Quase um século depois, o veríssimo veredicto continua descrevendo perfeitamente boa parte
do nosso “meio literário”, não menos ridículo e desprezível do que o de outrora. Mas cabe aqui uma
diferenciação fundamental no que diz respeito à jocosa metáfora do “jogo de empurra” do crítico:
naquela época, ele percebia que, para ter destaque e reconhecimento, os literatos digladiavam-se de
forma uma tanto darwiniana. Hoje, no entanto, parece que o espírito do tempo é o do radical
democratismo (no que a palavra carrega de pior). Trata-se do jogo do “sempre cabe mais um”, em que
todo mundo é igual, compartilhando a mediocridade como valor positivo e o elogio mútuo indulgente.

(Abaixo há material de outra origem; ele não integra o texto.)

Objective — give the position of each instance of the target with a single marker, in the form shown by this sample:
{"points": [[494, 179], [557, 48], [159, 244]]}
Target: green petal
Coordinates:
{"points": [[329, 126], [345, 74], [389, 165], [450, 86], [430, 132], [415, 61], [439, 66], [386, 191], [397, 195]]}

Tudo isso está relacionado diretamente com a falta de autonomia e curiosidade intelectual: os
jovens jornalistas culturais se satisfazem com a superficialidade das resenhas; e os jovens acadêmicos,
com a mera imitação e reprodução de jargões dos teóricos da moda. Outro inimigo poderoso da crítica é
certo radicalismo de raiz historicista que, quando ultrapassa a defesa de um saudável pluralismo de
valores, chega ao paroxismo do relativismo completo ou, por outro lado (não menos danoso), ao império
da crítica “politicamente correta”.
No nosso caso, no Recife especificamente, hoje, a vida literária parece estar mais animada do
que nunca. Há feiras de livros, bienal, saraus, leituras, academias, união de escritores e coisas do
gênero. Mas nem tudo que reluz no mundo das letras é arte. Vida literária e literatura andam juntas,
mas não são a mesma coisa. O banquete é farto e animado, mas quase ninguém percebe que a parte da
comida está estragada...
A única forma de contestar essa realidade de aceitação do medíocre é o posicionamento
crítico. O jornalista Paulo Polzonoff, em artigo sobre o grande crítico caruaruense Álvaro Lins publicado
na Revista Continente, escreveu que “a qualidade dos escritores de um país tem uma relação muito
próxima com a qualidade dos críticos desse país”. Temos muito trabalho pela frente.